If you and your Georgia business partners do not see eye to eye anymore and you seem to spend more time arguing than selling your product, you may be headed for a partnership break-up. If you are, you likely will find the process similar to the break-up of a marriage. In fact, it may surprise you to learn that business partnerships stand a 20-30 percent higher likelihood of breaking up than do marriages.
Business partnerships end for many of the same reasons that marriages end. The people involved “grow apart” over time. Where you and your partners originally had high hopes for your business and reasonably compatible ideas on how to achieve your goals and objectives, you may now find yourself at loggerheads.
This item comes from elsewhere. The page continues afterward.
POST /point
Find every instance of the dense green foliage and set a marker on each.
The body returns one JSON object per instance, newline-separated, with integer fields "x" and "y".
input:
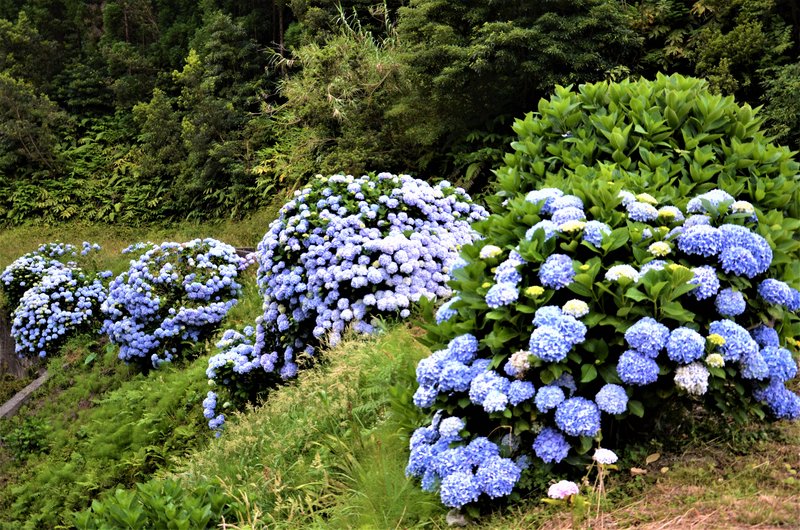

Hopefully, you and your business partners let your respective attorneys negotiate and draft a written partnership agreement which all of you signed when you first went into business together. If so, that agreement should make your break-up easier because it spells out the following:
- The business ownership percentage that each of you has
- The profit and loss percentage that each of you has
- The responsibilities each of you has with regard to the partnership’s management
- The buy-out provisions should one or more of you die or choose to withdraw from the partnership
Partnership agreement advantages
Once irreconcilable differences arise among you and your partners and a business break-up becomes inevitable, your partnership agreement should stand you in good stead. Because it set up the way in which your partnership would end, and all of you agreed to this methodology and procedure, none of you now has to make important business break-up decisions while under so much stress. Regardless of how much distrust and/or animosity any of you may now feel toward any of the others, your partnership agreement should make your business break-up as easy and smooth as possible.